Les dernières prévisions du Bureau du Plan montrent de faibles créations d’emplois, une inflation bien supérieure à l’objectif de 2% et un taux de chômage en hausse pour cette année. Cela, sans tenir compte de l’impact des mesures du nouveau gouvernement.

Le Bureau du Plan a publié ses prévisions économiques pour cette année – la Banque nationale le fera lundi – et elles annoncent une petite montée en régime de l’économie belge qui, après avoir engrangé une petite croissance de 1% l’an dernier devrait passer à 1,2% en 2025. Mais, mais, mais ….

Ces prévisions ne tiennent pas compte des derniers événements, belges (les décisions prises par le nouveau gouvernement)  et étrangers (les premiers jours de la présidence de Trump et leur impact sur le commerce mondial), – et elles sont donc à prendre avec des pincettes.

Les ménages consomment plus que leurs revenus

Pour le plan, « la consommation des ménages reste le principal moteur de la croissance cette année, tandis que la croissance des investissements des entreprises s’accélère légèrement. En outre, la progression du PIB en 2025 est moins freinée par les exportations et les investissements en logements des ménages enregistrent une timide reprise. En revanche, la consommation et les investissements des pouvoirs publics progressent beaucoup plus lentement qu’en 2024 ».

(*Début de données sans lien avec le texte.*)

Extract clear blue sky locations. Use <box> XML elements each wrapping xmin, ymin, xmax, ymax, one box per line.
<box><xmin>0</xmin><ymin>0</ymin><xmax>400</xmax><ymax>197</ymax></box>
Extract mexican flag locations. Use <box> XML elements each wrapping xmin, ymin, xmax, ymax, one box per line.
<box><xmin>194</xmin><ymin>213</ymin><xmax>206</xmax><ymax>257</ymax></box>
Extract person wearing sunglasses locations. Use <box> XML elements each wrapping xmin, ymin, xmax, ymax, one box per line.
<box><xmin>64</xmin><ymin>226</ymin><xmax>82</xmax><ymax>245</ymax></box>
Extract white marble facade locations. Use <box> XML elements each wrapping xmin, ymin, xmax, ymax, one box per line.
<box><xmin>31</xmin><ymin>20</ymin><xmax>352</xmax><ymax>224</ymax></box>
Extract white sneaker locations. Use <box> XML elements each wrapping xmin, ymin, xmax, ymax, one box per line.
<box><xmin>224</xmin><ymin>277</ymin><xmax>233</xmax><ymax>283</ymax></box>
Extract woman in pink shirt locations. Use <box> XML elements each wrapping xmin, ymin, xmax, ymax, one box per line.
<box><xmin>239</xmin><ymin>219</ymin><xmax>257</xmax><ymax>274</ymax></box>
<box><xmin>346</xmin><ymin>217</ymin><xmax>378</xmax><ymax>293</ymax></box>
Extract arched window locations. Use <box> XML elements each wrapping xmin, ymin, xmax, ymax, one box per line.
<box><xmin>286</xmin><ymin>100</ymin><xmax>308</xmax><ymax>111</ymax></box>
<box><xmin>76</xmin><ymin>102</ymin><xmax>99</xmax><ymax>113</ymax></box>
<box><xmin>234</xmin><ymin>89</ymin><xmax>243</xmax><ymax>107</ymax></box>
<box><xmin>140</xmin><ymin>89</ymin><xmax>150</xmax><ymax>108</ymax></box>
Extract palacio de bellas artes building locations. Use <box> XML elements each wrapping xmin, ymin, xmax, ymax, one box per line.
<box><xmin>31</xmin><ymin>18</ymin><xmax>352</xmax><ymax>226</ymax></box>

Le point le plus intéressant dans ces prévisions est la dynamique de consommation des ménages, une consommation « qui croît plus rapidement que le pouvoir d’achat », note le Bureau du Plan.  L’an dernier, les revenus disponibles des Belges (corrigé de l’inflation) ont presque stagné (ils enregistrent une hausse de 0,4% et devraient progresser de 0,8% cette année), handicapés par la faiblesse des créations d’emplois et la fin des mesures de soutien liées à l’énergie. Mais les dépenses de consommation ont augmenté de 1,8% en 2024. Pour financer ces dépenses, les ménages ont donc puisé dans leur épargne, et ils continueront à le faire cette année. Le Plan table sur un taux d’épargne qui  tomberait à 12,2% cette année, alors qu’il était à 14,1% en 2023 et 13% l’an dernier.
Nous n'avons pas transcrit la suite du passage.